Even though the establishment offers no slick "playground" or toy-laden kiddie meals, the fact that a kid can still be entertained there speaks volumes about the magic of the place. For instance, a grandmother pulled into the parking spot next to mine, her Lincoln barely able to contain the restless energy of her badly behaving three grandsons, who were monsters until the food arrived: a tray of Black Cows and Whiz Burgers. Once the boys started eating, they became perfect angels, not uttering a peep while in a kind of root-beer rapture. I felt the same rapture, sipping the slightly tangy, sweet root beer. The place reminded me of a similar family-owned drive-in in my hometown that I loved as a kid, which survived until the late 1960s, when it was demolished to make room for a sparkling new McDonald's.

"In 1964, there were an estimated 33,500 restaurants in the United States calling themselves drive-ins," wrote John A. Jakle and Keith A. Sculle in the book Fast Food. But labor costs were high, and many family-owned drive-ins were open during only the summer months, when it was comfortable to eat in the car. At the fast-growing McDonald's chain, the food was simple, inexpensive, and of uniform quality, no matter which store you visited. Also, McDonald's restaurants had always stayed away from carhop service because it attracted "the teenage crowd ... which loomed as an unruly and sometimes criminal age group, according to American thinking in the late 1940s and '50s," Jakle and Sculle wrote.

In American Graffiti, Mel's Drive-In is the ultimate '60s teenage hangout, just as local joints, like Smaks and Sidney's Drive-In used to be. Former Kansas Citian Barbara DeZonia remembers the long-razed, circle-shaped Sidney's Drive-In on the Plaza as "the place all the high school kids of the 1960s practically lived in, eating ice cream sodas and smoking until the wee hours, when adults would wheel in from the country clubs, three sheets to the wind, to get something to eat." The same drive-in was known a decade earlier as the Zlan, a drive-in that served, unexpectedly, a rabbit burger in addition to the grilled beef variety, according to radio veteran Walt Bodine, who recalled "they were not a roaring success."
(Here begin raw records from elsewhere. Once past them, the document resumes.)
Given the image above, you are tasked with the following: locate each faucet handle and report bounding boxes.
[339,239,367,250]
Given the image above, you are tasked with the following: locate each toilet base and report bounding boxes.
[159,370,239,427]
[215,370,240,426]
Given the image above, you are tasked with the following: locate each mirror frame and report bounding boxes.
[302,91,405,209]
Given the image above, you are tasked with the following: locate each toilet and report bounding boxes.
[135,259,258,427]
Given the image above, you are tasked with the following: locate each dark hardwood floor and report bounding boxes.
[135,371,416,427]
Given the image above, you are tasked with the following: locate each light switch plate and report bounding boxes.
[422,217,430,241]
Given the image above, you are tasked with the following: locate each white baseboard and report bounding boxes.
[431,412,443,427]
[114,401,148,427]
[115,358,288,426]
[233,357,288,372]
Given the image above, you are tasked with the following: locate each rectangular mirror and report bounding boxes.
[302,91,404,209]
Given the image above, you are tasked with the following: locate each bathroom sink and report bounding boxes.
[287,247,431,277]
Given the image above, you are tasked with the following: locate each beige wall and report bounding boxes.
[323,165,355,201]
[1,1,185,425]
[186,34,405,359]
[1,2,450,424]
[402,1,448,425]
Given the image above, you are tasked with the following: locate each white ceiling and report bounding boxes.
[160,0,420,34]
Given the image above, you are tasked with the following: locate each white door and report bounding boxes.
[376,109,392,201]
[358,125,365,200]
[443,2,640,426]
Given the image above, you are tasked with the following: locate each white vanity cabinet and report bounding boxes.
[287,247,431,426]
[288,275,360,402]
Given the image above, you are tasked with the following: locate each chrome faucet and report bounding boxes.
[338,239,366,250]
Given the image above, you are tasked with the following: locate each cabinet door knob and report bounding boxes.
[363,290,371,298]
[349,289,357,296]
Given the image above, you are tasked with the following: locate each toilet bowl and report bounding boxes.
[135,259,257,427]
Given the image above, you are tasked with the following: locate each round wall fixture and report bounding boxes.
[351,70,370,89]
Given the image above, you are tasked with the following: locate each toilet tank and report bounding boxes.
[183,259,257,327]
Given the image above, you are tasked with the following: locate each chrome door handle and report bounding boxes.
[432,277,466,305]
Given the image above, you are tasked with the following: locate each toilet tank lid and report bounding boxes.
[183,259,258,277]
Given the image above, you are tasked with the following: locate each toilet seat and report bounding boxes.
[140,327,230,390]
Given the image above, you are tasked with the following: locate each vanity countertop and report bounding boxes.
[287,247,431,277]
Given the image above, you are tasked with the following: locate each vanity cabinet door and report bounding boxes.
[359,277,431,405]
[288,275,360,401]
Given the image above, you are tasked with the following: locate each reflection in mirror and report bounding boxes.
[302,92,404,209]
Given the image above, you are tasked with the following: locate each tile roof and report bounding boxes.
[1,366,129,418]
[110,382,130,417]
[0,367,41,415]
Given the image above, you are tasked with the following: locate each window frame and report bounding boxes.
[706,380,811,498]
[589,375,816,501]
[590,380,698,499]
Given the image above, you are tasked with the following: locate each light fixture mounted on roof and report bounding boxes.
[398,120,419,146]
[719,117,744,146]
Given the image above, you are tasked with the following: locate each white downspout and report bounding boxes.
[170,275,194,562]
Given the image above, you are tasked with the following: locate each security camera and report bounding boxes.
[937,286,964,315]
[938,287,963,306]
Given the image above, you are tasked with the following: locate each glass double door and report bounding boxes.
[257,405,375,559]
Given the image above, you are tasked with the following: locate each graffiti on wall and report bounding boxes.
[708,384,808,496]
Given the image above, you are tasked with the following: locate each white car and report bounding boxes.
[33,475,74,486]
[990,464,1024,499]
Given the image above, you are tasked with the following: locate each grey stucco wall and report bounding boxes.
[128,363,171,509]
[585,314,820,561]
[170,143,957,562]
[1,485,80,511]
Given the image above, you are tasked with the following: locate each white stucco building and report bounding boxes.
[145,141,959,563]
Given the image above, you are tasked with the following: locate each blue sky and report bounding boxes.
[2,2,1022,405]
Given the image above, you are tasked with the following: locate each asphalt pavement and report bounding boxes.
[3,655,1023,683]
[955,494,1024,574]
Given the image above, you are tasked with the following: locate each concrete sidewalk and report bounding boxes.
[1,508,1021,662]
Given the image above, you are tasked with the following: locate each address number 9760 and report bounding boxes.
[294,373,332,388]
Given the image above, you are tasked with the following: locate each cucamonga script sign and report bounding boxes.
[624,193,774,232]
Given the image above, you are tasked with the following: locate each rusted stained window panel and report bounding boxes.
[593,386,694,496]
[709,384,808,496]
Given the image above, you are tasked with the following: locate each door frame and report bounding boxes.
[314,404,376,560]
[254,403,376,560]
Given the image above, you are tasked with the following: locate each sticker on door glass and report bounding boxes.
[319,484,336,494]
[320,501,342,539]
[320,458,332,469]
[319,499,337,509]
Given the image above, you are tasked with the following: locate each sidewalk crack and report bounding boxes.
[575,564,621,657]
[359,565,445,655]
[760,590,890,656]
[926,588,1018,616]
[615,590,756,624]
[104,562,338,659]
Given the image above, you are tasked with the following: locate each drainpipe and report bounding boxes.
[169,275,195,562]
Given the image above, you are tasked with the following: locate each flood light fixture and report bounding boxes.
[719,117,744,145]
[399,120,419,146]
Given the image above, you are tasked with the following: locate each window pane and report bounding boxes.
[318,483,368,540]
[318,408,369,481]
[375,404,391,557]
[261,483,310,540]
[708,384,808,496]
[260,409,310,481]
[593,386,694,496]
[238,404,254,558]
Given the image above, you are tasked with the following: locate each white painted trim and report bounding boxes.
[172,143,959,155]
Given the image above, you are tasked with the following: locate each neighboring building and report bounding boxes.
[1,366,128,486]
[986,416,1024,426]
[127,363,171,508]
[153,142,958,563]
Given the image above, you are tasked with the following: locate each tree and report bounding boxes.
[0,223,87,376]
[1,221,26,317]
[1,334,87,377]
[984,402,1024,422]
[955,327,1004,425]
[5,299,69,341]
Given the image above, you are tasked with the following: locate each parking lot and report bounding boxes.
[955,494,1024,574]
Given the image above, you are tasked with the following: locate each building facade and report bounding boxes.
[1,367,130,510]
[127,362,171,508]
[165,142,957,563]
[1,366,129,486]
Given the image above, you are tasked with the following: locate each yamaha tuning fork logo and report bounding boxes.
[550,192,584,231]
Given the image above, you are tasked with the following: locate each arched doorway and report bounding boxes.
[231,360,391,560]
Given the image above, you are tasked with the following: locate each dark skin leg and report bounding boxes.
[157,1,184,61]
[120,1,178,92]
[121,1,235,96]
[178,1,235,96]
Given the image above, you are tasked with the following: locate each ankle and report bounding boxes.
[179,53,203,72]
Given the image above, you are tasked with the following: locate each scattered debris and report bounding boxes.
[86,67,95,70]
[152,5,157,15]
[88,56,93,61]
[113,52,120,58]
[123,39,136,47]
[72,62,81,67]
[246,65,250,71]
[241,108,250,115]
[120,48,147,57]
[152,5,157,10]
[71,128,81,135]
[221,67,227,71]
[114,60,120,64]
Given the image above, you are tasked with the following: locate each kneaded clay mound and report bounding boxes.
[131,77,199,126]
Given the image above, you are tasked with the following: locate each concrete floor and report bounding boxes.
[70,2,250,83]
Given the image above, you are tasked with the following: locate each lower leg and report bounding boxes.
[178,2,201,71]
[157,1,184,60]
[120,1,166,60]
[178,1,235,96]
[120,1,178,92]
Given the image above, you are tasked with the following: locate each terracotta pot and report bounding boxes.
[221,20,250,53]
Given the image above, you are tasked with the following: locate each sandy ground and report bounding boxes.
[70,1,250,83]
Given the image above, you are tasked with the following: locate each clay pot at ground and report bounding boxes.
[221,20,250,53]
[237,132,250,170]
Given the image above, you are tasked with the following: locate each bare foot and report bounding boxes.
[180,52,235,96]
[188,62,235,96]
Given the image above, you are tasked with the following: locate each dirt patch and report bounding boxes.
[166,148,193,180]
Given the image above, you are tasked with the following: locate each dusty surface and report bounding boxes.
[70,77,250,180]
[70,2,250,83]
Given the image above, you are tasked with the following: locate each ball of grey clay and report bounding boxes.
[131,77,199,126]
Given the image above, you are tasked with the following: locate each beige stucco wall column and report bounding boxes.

A sandwich made of deep-fried pork brains is still on the menu at the 33-year-old Clem's Drive-In (10802 E. 23rd St.; 816-461-9472), alongside a very crispy fried pork tenderloin sandwich, a fried fish sandwich, and its own version of the loose-meat burger, served here with chopped onion, pickles, and a tangy barbecue-style sauce.

"Do customers really order brain sandwiches?" I asked the carhop, a young woman in a pink calico halter top, denim shorts, and a green cotton apron. "Yes," she laughed, "because we're one of the few places that serve 'em this way. They kind of look like a tenderloin. We boil the brains till they're cooked real good, batter them, and fry them."

I sipped a perfectly fabulous chocolate malt in my car at Clem's, noticing that the customers in every adjoining car -- almost all adults over 30 -- were also happily drinking and eating. And smoking cigarettes. In an era where smoking in restaurants is becoming taboo, drive-ins may be the last refuge for those who like a little nicotine with their shakes and curly fries.

One of the longest-lasting national drive-in chains, the Oklahoma-based Sonic, has used carhops to serve burgers and malts (although customers now order through a speaker system connected to parking-slot menus) since 1953. The greater Kansas City metropolitan area features 42 of the brightly colored Sonic Drive-Ins, and each one successfully evokes a less complicated time, when eating in your car was more than a novelty -- it was a rite of summer.

Leaning back on the soft vinyl upholstery of a car, a wax paper-wrapped burger in one hand, a strawberry malt in the other -- all while listening to the radio -- is a blissful all-American summer experience, like baseball games, drive-in movies, and bell-ringing ice cream trucks.